Les États-Unis "tentent d'exercer une pression politique et psychologique sur l'Iran pour obtenir des concessions lors des négociations" sur le nucléaire, a-t-il déclaré, en référence aux discussions indirectes entre Téhéran et Washington, menées grâce à la médiation de l'Union européenne.


 

Quelque 80.000 personnes ont défilé à Berlin pour soutenir les protestations en Iran. (AFP)

 

 

Ces négociations, lancées en avril 2021, visent à raviver l'accord nucléaire signé en 2015 entre les Occidentaux et l'Iran, prévoyant une levée des sanctions économiques contre Téhéran, mais dont l'ex-président américain Donald Trump s'était retiré en 2018.

"Nous ne ferons pas de concessions aux Américains. Nous travaillerons dans le cadre d'un accord qui respecte les lignes rouges de la République islamique", a ajouté M. Amir-Abdollahian.

Les États-Unis et certains pays européens ont récemment imposé des sanctions à l'Iran, condamnant la réaction de Téhéran aux manifestations après la mort de Mahsa Amini.

Le 13 octobre, Washington avait affirmé qu'un retour à l'accord de 2015 n'était pas "probable à court terme".

"Nous nous concentrons aujourd'hui sur la manière de faire rendre des comptes au régime (iranien) pour ce qu'ils font" aux manifestants, avait dit John Kirby, porte-parole du Conseil de sécurité nationale de la Maison Blanche.

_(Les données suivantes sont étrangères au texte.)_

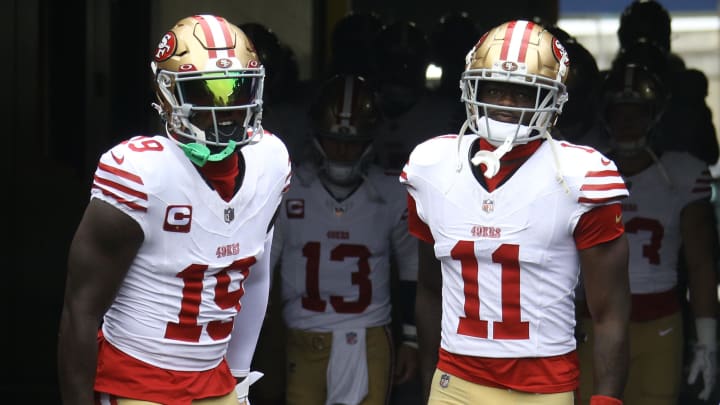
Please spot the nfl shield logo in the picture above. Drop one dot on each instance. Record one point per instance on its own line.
(229, 214)
(488, 206)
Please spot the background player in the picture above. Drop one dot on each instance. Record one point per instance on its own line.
(340, 230)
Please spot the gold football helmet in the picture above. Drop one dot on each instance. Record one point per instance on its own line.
(516, 52)
(209, 86)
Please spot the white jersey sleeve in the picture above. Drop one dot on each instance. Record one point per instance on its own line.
(508, 257)
(176, 306)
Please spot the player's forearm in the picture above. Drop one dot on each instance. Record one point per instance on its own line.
(428, 312)
(77, 359)
(611, 357)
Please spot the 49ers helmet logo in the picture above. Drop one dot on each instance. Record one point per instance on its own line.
(560, 52)
(509, 66)
(166, 48)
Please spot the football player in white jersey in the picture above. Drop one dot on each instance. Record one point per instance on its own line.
(338, 231)
(510, 217)
(168, 272)
(668, 208)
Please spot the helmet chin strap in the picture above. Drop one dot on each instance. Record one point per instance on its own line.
(491, 159)
(200, 154)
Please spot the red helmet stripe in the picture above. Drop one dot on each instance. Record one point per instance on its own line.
(515, 45)
(349, 101)
(217, 36)
(208, 34)
(228, 37)
(526, 38)
(508, 38)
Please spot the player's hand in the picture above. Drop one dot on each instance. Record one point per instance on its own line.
(704, 363)
(406, 365)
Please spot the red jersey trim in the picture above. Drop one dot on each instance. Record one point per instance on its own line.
(127, 377)
(542, 375)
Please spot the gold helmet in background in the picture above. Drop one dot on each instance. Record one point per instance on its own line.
(209, 86)
(518, 52)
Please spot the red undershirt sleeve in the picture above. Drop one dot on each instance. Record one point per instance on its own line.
(599, 225)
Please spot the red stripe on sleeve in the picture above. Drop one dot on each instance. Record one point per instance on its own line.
(603, 187)
(120, 173)
(599, 225)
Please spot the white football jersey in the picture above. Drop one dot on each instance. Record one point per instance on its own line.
(652, 218)
(176, 306)
(509, 260)
(335, 256)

Iraniens et sympathisants manifestent à Tokyo pour "les femmes, la vie et la liberté" (AFP)

 

 

Samedi, le chef de la diplomatie iranienne a estimé que "les propos de Washington contredisent ses actions". "Non seulement les Américains considèrent les négociations comme une priorité, mais ils sont pressés" de les conclure, a dit M. Amir-Abdollahian.

Quelque 80.000 personnes ont défilé samedi à Berlin pour soutenir les protestations en Iran, a indiqué à l'AFP un porte-parole de la police.

"Aujourd'hui, des milliers de personnes affichent leur solidarité aux courageuses femmes et aux manifestants en Iran", a affirmé la ministre allemande de la Famille, l'écologiste Lisa Paus, sur Twitter. "Nous sommes à vos côtés", a-t-elle ajouté.

Quelque 80.000 personnes ont défilé à Berlin pour soutenir les protestations en Iran. (AFP)

 

Parmi les participants à cette manifestation organisée par un collectif de femmes, certains ont brandi des affiches avec le slogan "Women, Life, Freedom" (Femmes, Vies, Paix, ndlr), d'autres des drapeaux kurdes.

Sous un soleil radieux, les manifestants ont marché au cœur de la ville dans le calme, a indiqué la police qui a compté les manifestants à bord d'un hélicoptère.